Wednesday, August 26, 2009

Catching up is hard to do

My niece, Vik and I standing outside of the balcony (above) where Ernest Hemingway wrote "A Farewell to Arms."

My forever boyfriend, Bruce, riding on the ski lift down Baldy.

Me, doing the same as Bruce.

No, I'm not dead and neither is my blog. Both have been on what I believed was a short vacation. Or rather, a longer vacation than expected by me. First there was the vacation, then there was the recovery-catch-up-return-to-normal-life period, often the longer of the two--or at least it seems. While having fun, the time soars away.

Before, I used to balk at this "vacation recovery stage." After all, I'd taken plenty of time off, I should return home invigorated, energetic and enthusiastic, ready to leap back into, well, everything. Instantly have the house clean, the bills paid, and write all the pages I didn't while I was gone. I spent energy berating myself instead of doing what I could do and when.

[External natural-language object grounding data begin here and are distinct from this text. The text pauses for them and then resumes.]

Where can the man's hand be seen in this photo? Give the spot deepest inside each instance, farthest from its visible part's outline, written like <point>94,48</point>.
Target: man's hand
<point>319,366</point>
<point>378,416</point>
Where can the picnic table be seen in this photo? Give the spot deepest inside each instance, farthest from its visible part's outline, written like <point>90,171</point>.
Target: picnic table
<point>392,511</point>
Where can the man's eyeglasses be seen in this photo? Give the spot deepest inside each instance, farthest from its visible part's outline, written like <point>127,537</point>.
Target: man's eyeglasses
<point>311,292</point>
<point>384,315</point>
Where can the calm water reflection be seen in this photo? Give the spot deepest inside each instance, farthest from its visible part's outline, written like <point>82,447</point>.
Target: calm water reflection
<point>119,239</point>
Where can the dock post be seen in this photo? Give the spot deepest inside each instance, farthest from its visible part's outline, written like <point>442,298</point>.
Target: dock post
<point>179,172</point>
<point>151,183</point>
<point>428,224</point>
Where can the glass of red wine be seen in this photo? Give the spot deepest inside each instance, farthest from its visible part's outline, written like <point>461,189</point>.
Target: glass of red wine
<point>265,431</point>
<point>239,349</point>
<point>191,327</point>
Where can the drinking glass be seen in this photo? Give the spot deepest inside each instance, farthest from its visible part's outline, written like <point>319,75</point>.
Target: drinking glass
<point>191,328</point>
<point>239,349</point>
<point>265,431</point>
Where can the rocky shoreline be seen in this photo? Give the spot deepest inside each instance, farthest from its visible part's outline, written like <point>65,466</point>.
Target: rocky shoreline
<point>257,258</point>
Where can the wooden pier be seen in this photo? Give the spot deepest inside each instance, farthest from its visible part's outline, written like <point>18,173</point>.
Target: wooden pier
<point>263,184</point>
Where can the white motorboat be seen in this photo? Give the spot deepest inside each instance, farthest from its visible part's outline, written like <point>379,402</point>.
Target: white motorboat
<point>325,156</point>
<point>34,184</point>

Now, after vacation is part of the vacation. This works much better. Especially if the vacation has been of the American style "Go!Go!Go!" variety, instead of sitting on a beach somewhere, napping. At the most, guilt cuts into my energy and makes it that much more difficult to catch up and get back to normal. At the least, relaxing about returning from vacation allows me to realize the fun lessons, the epiphanies, the life memories, that help me with my writing. And recognizing the need for recovery time makes it much shorter.

How about you? When you return from a vacation, do you leap into action? Or are you like me, and need a break from the break first?

Wednesday, August 12, 2009

Post Conference Part One: Time is Money

Let's all pretend this is Monday's posting, as promised. Don't all creative people struggle with high expectations of what will be accomplished in a short time? Don't we all expect to come back from such an event invigorated and ready with tons of energy to leap to write or whatever? Do you experience this type of over-expectation?

Since I received a "yes" (go ahead and send pages) from several agents, I'm excited to send those out. But as my good friend Kathy of Well Placed Words mentioned to me, we forget that even good stress is stress and while the fatigue doesn't last as long as from stress, all the excitement and focus and work is tiring. And everything takes longer than is expected. Unpack, do laundry, catch up from days away...meanwhile it's frustrating not to work on writing.

So, dear readers, does this resonate? What do you do when over-expectations get in the way?